The Document Viewer has a built-in 'Find in document' tool that lets you search the file you're currently viewing, so you don't have to leave it to search for a specific word or phrase when reviewing a document in GoldFynch. This feature is especially useful when you're working through a long PDF and need to jump straight to the relevant passages.

Using the 'Find in document' function 


1. Open any document in the GoldFynch Document Viewer.
2. Click the 'Find in document' (magnifying glass) icon in the viewer's toolbar

Click the search icon and enter the keyword or phrase3. Enter the keyword or phrase in the search bar


As you type the keyword or phrase, the document view will jump to the first match and highlight it. The search bar will also show the number of matches that have been found, and you can use the up and down arrows to step through the matches. 

Step through the matches by using the up and down arrows


Refining your search

Clicking the 'Find in document' tool unlocks four additional options that help you narrow down results. This is particularly handy when you're scanning a large PDF and a plain keyword search returns too many hits:

  • Highlight All - highlights every match in the document at once instead of just the active one, so you can see at a glance where your term appears throughout the file.
  • Match Case - makes the search case-sensitive. Searching for `Smith` will skip over `smith` or `SMITH`.
  • Match Diacritics - treats accented characters as distinct. Searching for `resumé` will not match `resume`, which is useful for multilingual documents and foreign names. (Note: this function is only available when you use the 'New Viewer')
  • Whole Words - only returns matches where your term appears as a complete word. Searching for `act` will not match `action`, `contract`, or `factor`.
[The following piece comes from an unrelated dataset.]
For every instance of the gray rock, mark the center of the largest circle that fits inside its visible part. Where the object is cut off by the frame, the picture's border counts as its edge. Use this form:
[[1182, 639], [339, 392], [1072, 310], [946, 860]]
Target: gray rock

You can combine any of these options. For example, turning on 'Match Case' and 'Whole Words' together is a quick way to find every standalone reference to a proper noun in a long deposition or contract without getting buried in partial matches.
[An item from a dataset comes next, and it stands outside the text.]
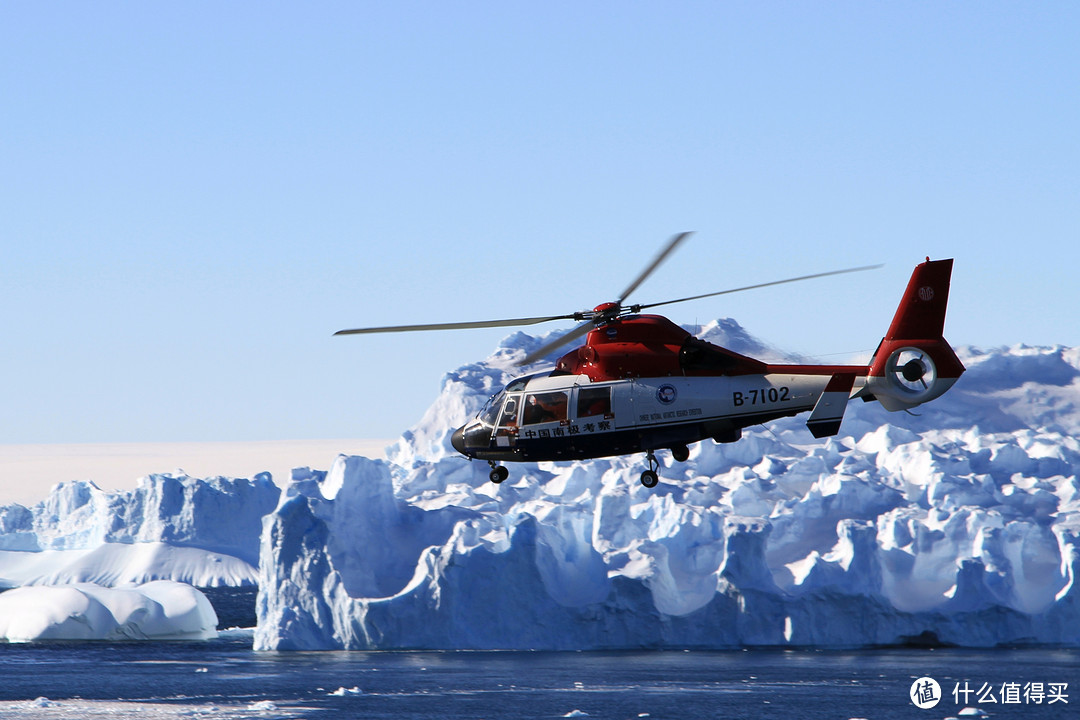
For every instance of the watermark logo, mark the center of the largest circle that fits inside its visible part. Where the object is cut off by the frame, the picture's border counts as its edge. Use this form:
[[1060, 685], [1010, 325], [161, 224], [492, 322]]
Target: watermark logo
[[926, 693]]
Note: Learn more about the document viewer and its functions, and how to customize its layout.


When this is most useful


'Find in document' is built for the moment when you've already opened a document and just need to locate something within it, such as a name, a date, a defined term, or a clause. For a large PDF (think long deposition transcripts, lengthy contracts, or scanned reports with OCR text), it's far faster than scrolling, and the refinement options let you cut through noise that a basic search would surface.


Tip: 'Find in document' searches the document you currently have open. To search across your entire case, use GoldFynch's case-wide search instead.